Este libro tiene vocación de radar. Sus cartografías interiores develan el exterior que homogeniza latitudes y longitudes volviendo todos los sitios un mismo hormiguero: “El teléfono no deja de sonar. Otros nos llaman desde cementerios lejanos y verticales”. Su composición devela la posibilidad para releer nuestro entorno como quien espulga una lengua; resignifica las interrogantes más allá de la burocracia hostil y vertical; sugiere la constante necesidad de limpiar los residuos de nuestro interior y otorga voz a los alfileres que atraviesan lenguas sumisas:

 

“Los poetas son apedreados y están solitarios o están solitarios y son apedreados y tal vez el zorzal fue alguna vez un pájaro”.

 

Este poemario posee aptitud de aeroplano.

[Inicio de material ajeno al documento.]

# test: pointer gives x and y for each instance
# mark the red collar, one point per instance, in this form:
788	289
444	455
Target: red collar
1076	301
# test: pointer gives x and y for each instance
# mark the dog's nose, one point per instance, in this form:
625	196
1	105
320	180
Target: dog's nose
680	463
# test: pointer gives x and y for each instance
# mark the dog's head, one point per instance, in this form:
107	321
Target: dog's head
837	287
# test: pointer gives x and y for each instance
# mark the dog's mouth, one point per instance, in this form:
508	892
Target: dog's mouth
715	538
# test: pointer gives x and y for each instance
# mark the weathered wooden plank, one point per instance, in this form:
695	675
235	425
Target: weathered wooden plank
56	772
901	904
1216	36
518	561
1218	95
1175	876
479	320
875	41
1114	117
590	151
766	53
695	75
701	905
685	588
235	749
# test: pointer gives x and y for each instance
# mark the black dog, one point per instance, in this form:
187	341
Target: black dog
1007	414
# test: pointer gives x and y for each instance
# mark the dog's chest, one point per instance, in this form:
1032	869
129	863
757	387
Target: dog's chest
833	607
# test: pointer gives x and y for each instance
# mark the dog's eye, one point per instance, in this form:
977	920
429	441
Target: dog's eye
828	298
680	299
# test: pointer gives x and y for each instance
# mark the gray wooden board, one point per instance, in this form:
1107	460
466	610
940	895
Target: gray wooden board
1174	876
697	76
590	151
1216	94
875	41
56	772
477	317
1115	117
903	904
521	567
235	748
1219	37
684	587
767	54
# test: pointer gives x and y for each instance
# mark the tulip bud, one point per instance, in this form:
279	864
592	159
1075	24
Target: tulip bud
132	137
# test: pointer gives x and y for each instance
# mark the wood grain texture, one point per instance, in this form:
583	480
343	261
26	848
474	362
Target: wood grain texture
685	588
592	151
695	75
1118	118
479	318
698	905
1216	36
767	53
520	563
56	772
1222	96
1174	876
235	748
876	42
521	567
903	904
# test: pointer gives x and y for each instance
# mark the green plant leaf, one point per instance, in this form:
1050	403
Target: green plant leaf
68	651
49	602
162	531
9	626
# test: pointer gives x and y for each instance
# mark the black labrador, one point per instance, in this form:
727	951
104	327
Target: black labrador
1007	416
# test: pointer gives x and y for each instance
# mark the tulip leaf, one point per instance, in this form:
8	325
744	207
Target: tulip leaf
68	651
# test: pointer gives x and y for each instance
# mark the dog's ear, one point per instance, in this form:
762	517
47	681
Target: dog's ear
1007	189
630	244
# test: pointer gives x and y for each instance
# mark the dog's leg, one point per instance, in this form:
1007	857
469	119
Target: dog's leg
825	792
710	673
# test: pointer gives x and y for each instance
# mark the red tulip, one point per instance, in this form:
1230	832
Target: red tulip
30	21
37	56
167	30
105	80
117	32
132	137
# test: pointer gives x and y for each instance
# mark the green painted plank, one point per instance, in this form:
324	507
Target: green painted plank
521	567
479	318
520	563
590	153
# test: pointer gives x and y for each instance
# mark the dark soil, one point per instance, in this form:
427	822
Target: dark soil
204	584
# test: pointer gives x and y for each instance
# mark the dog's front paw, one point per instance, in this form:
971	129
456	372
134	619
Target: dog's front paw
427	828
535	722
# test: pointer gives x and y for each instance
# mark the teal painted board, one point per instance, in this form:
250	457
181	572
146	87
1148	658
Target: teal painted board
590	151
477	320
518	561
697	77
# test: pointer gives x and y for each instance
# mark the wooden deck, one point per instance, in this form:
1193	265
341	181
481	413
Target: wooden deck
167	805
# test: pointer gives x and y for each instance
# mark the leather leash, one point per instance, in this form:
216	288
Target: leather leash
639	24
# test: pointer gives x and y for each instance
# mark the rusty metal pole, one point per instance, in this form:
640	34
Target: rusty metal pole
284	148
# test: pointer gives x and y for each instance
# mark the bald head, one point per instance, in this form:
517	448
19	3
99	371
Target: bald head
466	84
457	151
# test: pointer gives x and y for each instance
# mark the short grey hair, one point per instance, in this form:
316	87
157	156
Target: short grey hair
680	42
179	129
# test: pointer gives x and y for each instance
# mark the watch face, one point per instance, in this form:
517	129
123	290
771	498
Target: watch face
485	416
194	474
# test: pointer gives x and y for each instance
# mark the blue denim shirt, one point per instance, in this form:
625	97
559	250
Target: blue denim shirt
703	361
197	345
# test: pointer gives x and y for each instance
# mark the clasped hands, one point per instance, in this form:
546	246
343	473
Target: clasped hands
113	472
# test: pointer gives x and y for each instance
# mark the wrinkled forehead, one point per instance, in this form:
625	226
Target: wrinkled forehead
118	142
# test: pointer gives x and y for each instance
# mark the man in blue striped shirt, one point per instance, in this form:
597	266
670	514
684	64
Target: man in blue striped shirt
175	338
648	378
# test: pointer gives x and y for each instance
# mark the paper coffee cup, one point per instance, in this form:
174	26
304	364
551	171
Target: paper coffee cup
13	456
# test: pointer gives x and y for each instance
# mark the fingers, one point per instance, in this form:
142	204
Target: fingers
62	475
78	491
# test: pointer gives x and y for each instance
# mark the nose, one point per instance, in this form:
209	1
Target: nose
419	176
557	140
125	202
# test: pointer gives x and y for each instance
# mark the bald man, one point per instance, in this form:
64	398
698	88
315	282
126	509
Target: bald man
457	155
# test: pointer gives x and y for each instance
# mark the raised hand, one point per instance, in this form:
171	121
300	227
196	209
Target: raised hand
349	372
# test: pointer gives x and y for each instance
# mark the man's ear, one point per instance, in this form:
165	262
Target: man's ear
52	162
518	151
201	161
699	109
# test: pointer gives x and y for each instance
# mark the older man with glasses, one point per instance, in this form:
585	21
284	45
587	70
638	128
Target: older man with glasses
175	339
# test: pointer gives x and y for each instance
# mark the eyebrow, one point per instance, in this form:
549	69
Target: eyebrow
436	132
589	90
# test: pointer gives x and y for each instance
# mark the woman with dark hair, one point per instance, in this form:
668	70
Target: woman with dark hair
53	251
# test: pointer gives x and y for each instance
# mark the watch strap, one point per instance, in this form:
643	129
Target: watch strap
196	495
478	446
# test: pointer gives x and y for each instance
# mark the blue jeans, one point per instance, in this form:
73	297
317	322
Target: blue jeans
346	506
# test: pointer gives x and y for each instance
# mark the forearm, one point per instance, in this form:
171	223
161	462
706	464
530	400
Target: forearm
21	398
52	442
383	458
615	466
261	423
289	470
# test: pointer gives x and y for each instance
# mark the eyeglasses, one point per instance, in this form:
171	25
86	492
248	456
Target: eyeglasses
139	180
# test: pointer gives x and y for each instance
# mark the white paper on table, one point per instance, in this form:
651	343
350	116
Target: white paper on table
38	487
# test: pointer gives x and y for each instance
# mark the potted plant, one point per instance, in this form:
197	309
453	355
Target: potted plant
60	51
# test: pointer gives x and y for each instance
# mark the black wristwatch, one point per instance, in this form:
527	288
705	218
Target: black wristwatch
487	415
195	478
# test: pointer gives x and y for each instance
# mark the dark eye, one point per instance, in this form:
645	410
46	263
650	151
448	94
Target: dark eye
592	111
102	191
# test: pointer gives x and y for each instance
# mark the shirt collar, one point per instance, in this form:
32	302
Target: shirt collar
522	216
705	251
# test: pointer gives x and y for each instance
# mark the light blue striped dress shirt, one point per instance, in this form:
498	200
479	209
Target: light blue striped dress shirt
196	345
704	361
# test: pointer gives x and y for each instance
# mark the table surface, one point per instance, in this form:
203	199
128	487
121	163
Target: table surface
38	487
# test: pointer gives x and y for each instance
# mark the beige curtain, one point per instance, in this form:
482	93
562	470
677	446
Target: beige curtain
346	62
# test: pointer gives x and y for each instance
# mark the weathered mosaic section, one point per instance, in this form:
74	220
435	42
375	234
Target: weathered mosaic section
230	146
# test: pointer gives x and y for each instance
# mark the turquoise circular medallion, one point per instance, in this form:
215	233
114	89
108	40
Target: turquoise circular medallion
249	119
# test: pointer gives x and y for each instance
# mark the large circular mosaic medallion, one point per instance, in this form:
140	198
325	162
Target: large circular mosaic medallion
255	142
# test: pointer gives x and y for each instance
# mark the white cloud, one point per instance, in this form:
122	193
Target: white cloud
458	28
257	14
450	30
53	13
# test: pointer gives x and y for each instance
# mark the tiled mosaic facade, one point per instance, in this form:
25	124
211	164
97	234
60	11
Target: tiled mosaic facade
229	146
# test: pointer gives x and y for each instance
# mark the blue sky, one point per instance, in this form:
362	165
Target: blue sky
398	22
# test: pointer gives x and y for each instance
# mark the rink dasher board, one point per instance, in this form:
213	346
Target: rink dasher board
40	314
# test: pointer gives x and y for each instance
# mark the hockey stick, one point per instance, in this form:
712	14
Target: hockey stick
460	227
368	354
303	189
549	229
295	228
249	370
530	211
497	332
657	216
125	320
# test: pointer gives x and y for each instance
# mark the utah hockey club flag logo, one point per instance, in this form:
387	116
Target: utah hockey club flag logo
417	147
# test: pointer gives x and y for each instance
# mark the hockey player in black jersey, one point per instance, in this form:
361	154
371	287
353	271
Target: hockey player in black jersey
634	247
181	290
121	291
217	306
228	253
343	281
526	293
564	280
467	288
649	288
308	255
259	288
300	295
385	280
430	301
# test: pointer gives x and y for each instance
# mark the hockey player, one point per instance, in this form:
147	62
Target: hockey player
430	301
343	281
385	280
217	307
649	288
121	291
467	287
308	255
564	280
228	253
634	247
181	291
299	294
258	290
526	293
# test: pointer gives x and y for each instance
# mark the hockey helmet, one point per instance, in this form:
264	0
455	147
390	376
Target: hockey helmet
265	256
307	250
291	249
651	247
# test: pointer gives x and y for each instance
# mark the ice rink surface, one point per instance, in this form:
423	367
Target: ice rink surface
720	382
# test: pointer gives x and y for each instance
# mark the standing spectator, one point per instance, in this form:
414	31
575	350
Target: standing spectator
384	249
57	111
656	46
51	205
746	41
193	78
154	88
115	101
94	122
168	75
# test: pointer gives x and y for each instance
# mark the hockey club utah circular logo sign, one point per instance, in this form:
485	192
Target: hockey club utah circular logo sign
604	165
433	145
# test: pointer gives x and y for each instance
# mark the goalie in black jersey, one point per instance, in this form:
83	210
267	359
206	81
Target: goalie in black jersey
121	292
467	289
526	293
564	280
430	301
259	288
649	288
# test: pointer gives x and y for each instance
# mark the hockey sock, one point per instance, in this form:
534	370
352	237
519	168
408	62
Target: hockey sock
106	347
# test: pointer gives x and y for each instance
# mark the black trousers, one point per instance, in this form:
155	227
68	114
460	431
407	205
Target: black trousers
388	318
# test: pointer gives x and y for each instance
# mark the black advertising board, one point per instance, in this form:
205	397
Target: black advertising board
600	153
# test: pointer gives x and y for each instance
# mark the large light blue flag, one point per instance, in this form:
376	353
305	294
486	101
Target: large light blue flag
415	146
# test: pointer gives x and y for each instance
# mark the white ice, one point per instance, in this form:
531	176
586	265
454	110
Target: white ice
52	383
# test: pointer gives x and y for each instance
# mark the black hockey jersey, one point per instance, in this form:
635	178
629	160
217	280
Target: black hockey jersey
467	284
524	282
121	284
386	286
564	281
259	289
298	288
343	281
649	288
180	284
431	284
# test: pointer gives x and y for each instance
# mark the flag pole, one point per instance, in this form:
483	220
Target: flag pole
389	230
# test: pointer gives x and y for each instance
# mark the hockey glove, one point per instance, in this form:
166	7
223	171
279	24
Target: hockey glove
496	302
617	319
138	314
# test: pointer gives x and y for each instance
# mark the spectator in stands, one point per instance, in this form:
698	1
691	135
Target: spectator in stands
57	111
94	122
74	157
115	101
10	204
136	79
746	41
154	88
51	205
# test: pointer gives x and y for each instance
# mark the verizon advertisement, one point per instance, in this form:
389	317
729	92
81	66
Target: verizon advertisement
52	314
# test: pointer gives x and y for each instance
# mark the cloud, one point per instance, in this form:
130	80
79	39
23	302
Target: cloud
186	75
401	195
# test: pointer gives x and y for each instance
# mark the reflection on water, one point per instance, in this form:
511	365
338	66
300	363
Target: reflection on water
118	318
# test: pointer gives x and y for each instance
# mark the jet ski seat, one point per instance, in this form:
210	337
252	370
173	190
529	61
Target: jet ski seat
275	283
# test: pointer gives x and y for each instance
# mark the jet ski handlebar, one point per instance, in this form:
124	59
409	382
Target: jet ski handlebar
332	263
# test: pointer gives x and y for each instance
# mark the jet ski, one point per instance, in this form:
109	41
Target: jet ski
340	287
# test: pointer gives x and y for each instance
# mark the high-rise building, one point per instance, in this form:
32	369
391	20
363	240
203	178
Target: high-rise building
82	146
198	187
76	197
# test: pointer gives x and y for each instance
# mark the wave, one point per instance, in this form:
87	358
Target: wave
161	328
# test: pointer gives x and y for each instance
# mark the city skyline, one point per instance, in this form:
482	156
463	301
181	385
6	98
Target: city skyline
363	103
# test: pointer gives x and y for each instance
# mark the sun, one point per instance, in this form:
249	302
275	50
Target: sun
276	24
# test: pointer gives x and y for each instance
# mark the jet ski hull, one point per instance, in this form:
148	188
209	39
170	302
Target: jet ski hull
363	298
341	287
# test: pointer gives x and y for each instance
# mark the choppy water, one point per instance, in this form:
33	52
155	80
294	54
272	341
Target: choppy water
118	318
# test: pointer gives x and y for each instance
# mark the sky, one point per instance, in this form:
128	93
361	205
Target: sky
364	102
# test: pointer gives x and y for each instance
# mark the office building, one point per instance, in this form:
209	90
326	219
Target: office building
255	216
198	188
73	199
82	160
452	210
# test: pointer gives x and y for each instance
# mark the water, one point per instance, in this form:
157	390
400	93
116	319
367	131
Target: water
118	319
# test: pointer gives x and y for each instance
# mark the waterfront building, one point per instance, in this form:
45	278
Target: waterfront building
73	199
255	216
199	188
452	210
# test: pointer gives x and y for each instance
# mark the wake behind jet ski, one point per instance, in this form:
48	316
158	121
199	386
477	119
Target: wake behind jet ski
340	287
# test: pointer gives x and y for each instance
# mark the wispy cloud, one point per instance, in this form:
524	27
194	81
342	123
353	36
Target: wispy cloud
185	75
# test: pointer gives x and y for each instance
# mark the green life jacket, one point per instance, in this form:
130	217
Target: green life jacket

Hugo Hiriarte, Eduardo Lizalde y Francisco Hernández surgen como aftas en la lengua de fondo en algunos pasajes para ampliar la resonancia de esta pequeña biblia de héroes silvestres, a veces apedreados por su propia ansiedad. Lectores que ocupan una silla dentro del libro, o libros que toman las riendas de nuestros pájaros. David Shock, en su habilidad por habitar ciudades se pega a la vida como cemento, y desde ahí nos habita con sus reflexiones que van desde una lucha por elegir el color de un mondadientes hasta las cartas que revelan intimidad de familias reales en departamentos de interés social, extrapolando la veracidad de lo frágil hecho personas. Su apuesta por decir las distancias entre la extracción de obsidiana y su comercialización para beneficiar a un pueblo ante la explotación de los recursos a ciegas, denota que su apuesta poética retrata además de lo social, la imperiosa labor de movilizar el habla: “Mi lengua es un timón como la aleta de un pejerrey que nada”. Lenguas de Obsidiana abre sus comisuras para mostrarnos a un poeta que se despierta en la madrugada debido a los estallidos de la realidad. Como una alarma sísmica, cada poema nos prevendrá de un posible terremoto y quizá hasta del hambre, de lo contrario terminaremos devorando nuestra propia lengua.

 

 

***
Lengua de obsidiana, David Shock, Chile, Los Perros Románticos, 2019, 64 pp.